Bir ay süreyle kapatıldı.
- EKRANDA: Gerginiz... Tarafsızız... Eşit mesafedeyiz... Tavırsızız... Mesaj kaygılıyız... Ciddiyiz... Ağırbaşlıyız... Adiliz... Kuralcıyız...
- GAZETEDE: Mücadeleciyiz... Polemikçiyiz... Tutum alırız... Politiğiz... Açık konuşuruz... Matematikseliz... Hırçınız... Çirkinleşiriz...
- TWITTER’DA: Geyikçiyiz... Kinayeliyiz... Mavracıyız... Dalgacıyız... Rahatız... Sosyaliz... Eğlencedeyiz... Patavatsızız... Sorumsuzuz...
- Deniz Baykal’ın organ bağışı kapsamında yüzünü bağışladığını öğrendiğim an mırıldandığım cümle: “Sanırım ‘benden kolay kurtulamazsınız’ mesajı vermek istiyor”.
- Obama’nın Dışişleri Bakanı Ahmet Davutoğlu’nu çağırma biçimini gördüğüm an mırıldandığım cümle: “Eyvah! Bu hareket ulusumuzun aşağılık kompleksini tetikleyecektir”.
- TRT’de büyük devletlerin istihbaratında cinlerin kullanıldığını iddia eden “Büyük Takip” adlı programı izlerken mırıldandığım cümle: “Hakan Fidan uyuma! Memiş Hoca’yı MİT’e al”.

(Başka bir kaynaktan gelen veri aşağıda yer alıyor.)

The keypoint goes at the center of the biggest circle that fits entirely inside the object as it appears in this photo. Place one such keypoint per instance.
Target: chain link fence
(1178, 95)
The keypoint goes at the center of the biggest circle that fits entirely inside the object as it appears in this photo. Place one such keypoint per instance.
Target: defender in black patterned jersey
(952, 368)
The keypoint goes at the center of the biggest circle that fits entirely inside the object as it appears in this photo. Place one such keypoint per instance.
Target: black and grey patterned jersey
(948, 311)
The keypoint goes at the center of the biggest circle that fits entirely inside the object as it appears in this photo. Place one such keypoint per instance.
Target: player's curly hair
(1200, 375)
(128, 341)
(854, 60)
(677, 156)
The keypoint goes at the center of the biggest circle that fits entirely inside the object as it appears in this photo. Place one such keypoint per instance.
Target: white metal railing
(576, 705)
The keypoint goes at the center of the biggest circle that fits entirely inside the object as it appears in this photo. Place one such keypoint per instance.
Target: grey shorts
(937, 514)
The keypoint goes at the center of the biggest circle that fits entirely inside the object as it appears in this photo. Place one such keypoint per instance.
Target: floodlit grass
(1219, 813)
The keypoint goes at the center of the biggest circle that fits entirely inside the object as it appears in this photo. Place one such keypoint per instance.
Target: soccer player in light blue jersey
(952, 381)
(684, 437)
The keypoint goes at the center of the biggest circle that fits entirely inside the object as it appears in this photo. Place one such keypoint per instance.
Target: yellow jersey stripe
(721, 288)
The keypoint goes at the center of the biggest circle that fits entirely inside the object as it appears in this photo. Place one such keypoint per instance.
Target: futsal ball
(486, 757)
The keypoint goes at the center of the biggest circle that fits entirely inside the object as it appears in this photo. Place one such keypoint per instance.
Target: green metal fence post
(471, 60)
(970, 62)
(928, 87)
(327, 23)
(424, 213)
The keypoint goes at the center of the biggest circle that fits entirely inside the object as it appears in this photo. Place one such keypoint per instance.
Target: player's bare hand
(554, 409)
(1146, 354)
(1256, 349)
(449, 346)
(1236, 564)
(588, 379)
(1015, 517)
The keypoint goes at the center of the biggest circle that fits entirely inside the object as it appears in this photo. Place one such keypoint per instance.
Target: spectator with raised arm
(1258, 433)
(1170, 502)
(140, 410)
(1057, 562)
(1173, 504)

- Türkiye ile Ukrayna arasında vize anlaşması yapıldığını anlatan haberi okuduğumda mırıldandığım cümle: “Ey Türk erkeği... Gidişler serbest ama süper geçerli bir mazeret bulman gerek”.
“İki gazeteci bu taraftan, iki gazeteci o taraftan” şeklinde formüle edilen yeni bir tartışma programı formatı var ya...
Bu formatın ortasında yer alan tartışmacılara gerçekten üzülüyorum.
Neden mi?
Şunlardan dolayı:
- Format gereği asla görüş değiştirmiyorlar.
- Format gereği hiç şaşırtmıyorlar.
- Format gereği tarafgir olmak durumundalar.
- Format gereği birbirlerini asla ikna edemiyorlar.
- Format gereği birbirlerinin yüzüne bakabilecek kadar birbirlerine yükleniyorlar.
- Format gereği seyircide hayal kırıklığı yaratmayacak oranda birbirleriyle uğraşıyorlar.
- Format gereği “cephe insanı” pozisyonundalar.
- Format gereği gündemdeki her olay karşısında alacakları tavrı önceden biliyoruz.